The Camden County Mosquito Commission suggests checking around your yard for mosquito breeding containers. The following is a checklist of tips to help eliminate mosquito breeding:

  • Dispose of unnecessary containers that hold water.  Containers you wish to save turn upside down or put holes in the bottom so all water drains out.   
  • Lift up flowerpots and dump the water from the dish underneath every week.
  • Stock fish or add mosquito larvicide to ornamental ponds.
  • Change water in bird baths, fountains, and animal troughs weekly.
  • Screen vents to septic and other water tanks.

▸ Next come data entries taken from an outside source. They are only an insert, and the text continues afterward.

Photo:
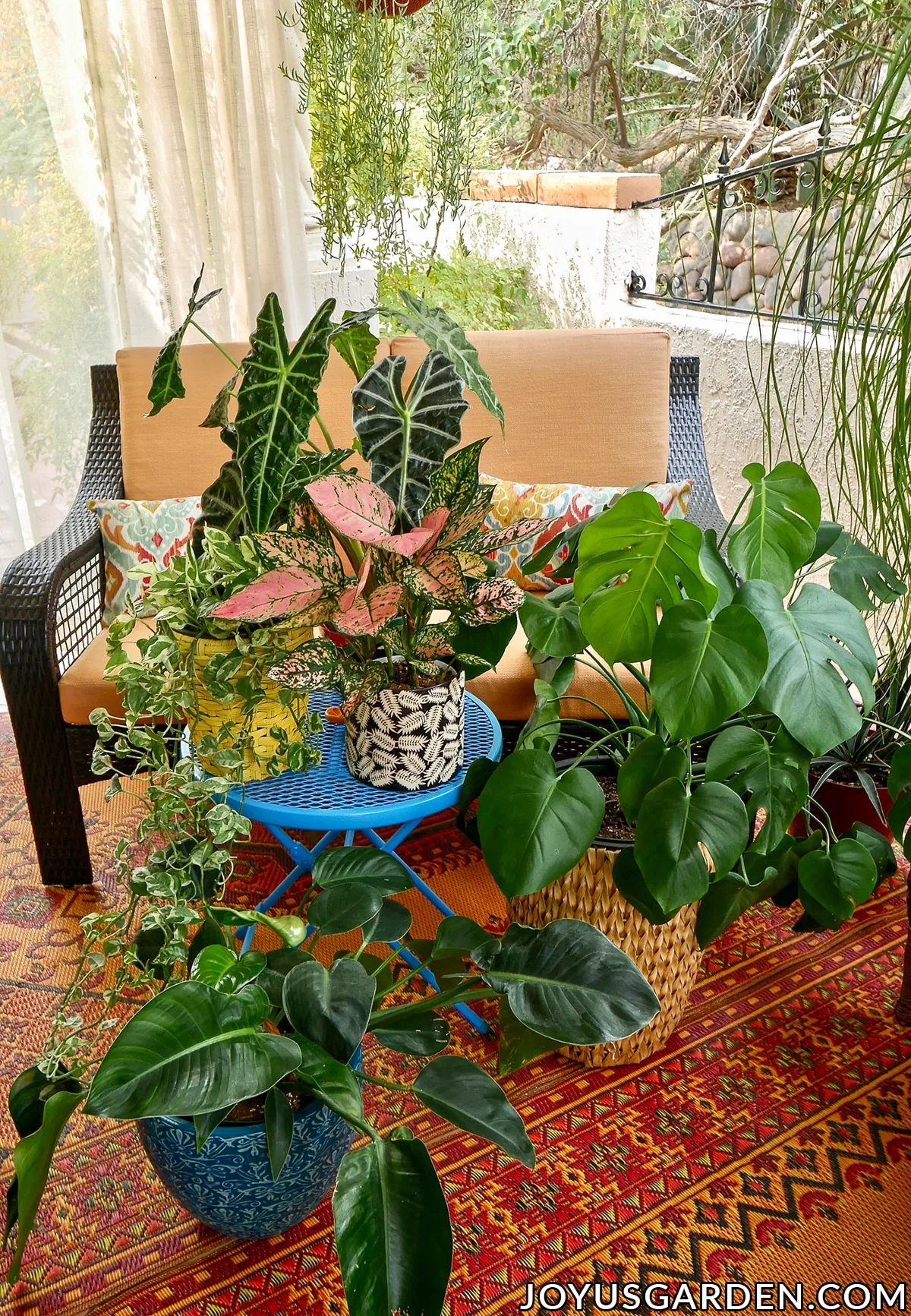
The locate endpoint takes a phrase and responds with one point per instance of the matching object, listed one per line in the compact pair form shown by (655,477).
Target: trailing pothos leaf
(166,378)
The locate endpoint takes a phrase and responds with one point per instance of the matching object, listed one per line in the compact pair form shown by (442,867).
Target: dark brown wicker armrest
(50,596)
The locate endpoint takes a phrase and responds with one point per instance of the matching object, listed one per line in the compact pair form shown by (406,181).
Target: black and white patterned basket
(408,740)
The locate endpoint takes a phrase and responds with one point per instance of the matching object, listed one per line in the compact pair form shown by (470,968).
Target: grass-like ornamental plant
(748,670)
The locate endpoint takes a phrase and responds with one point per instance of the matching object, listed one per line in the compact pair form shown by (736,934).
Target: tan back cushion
(169,456)
(582,406)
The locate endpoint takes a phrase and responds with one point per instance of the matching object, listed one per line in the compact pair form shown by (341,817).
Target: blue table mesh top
(328,795)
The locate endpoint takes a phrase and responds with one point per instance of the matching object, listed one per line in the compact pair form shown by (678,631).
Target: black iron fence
(710,266)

  • Store large boats so they drain and small boats upside down.  If covered, keep the tarp tight so water does not pool on top of the tarp.
  • Do not dump leaves or grass clippings into a catch basin or streams.
  • Do not allow water to collect on sagging tarps or awnings.
  • Do not allow trashcan lids to fill with water.
  • Check downspouts that are able to hold enough water to allow mosquito larvae to mature.